Paul Goble
Staunton,
February 14 – Two telegram channels, Nezygar
and Kremlyovsky bezBashenik, report
that the FSB is planning to set up special “Turkish departments” in its
Economic Security Service to combat pan-Turkism, an effort in which the Presidential
Administration is also involved.
“The
goal is the neutralization of the work of the Turkish special services toward
the establishment of a single Turkic state” given that “Turkey has finally
become a center of the Islamic world,” the former says, and that Ankara has
already established close ties with Kyiv, a worrisome development from Moscow’s
point of view.
And
it is doing so, the latter reports, because of what some in Moscow see as “the ineffectiveness
of the Service for the Defense of the Constitutional Order in the struggle with
terrorism “inside Turkey itself,” IdelReal journalist Ramazan Alpaut recounts (idelreal.org/a/29759517.html).
Moscow worried not only about the
spread of terrorism but also about Turkey’s promotion of pan-Turkist ideas in
the North Caucasus and the Middle Volga, Nezygar continues. “Turkic-language peoples of Russia live
mostly in such regions as Tatarstan, Bashkortostan, Chuvashia, Bashkortostan,
Kabardino-Balkaria, Daghestan, Karachayevo-Cherkessia and other regions of the
North Caucasus.”
“To one degree or another,” the
telegram channel continues, “the ideas of pan-Turkish have penetrated everywhere,
but at various levels and various amounts. Many say that they exist most strongly
among young members of Tatar elites.”
Rakhim Rakhimov, an independent
analyst, says that he views these reports as “disinformation.” Turkey does not
have the significant influence among the Turkic peoples of Russia that such efforts
suggest. He suggests that the reports
are intended as a warning to Turkey not to ally itself with Ukraine.
It is also possible, Rakhimov says,
that there are anti-Turkish groups within the Russian elite who are not happy
with Moscow’s rapprochement with Ankara.
Another expert, Osman Pashayev of the
UA-Krym television company, says that he does not think that Turkey is
currently actively promoting pan-Turkist ideas in Russia. There may be some in Turkish elites who would
like to do so, he says; but such an effort certainly is not settled state
policy.

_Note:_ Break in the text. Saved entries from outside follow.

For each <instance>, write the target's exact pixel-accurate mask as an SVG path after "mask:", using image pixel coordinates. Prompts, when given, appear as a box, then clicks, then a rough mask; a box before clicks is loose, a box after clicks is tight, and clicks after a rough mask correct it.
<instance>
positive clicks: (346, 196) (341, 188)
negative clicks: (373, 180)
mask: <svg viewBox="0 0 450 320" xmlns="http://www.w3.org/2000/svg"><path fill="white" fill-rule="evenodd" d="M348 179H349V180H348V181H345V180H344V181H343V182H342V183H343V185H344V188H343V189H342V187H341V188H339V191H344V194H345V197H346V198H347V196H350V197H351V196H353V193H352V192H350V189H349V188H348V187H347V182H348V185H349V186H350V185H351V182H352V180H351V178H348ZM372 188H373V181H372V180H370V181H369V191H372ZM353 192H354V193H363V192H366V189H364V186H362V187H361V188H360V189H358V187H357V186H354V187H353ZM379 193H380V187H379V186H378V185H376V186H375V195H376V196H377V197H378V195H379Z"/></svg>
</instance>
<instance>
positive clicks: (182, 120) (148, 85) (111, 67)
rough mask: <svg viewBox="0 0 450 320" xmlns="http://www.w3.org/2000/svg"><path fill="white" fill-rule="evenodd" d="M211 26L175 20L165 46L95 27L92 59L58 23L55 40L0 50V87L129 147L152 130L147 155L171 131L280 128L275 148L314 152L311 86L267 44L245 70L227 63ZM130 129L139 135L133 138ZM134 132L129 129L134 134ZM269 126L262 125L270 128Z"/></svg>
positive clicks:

At most such reports are a warning to Ankara and to regional elites.
According to Alpaut, Turkey appears to
have responded to this already, with an article suggesting that Moscow is
seeking to “marginalize” the Muslim population of the Russian Federation (trtworld.com/opinion/is-russia-on-the-path-to-marginalising-its-muslim-population-23927).
That article reflects both the
historical intertwining of Islamic interests and pan-Turkish ideas and the
current interest in Ankara in presenting itself as the defender of the Faith. Those two factors may also help to explain
why Moscow is nervous and why the telegram channel reports are true even if they
are based on a misreading of what is happening on the ground.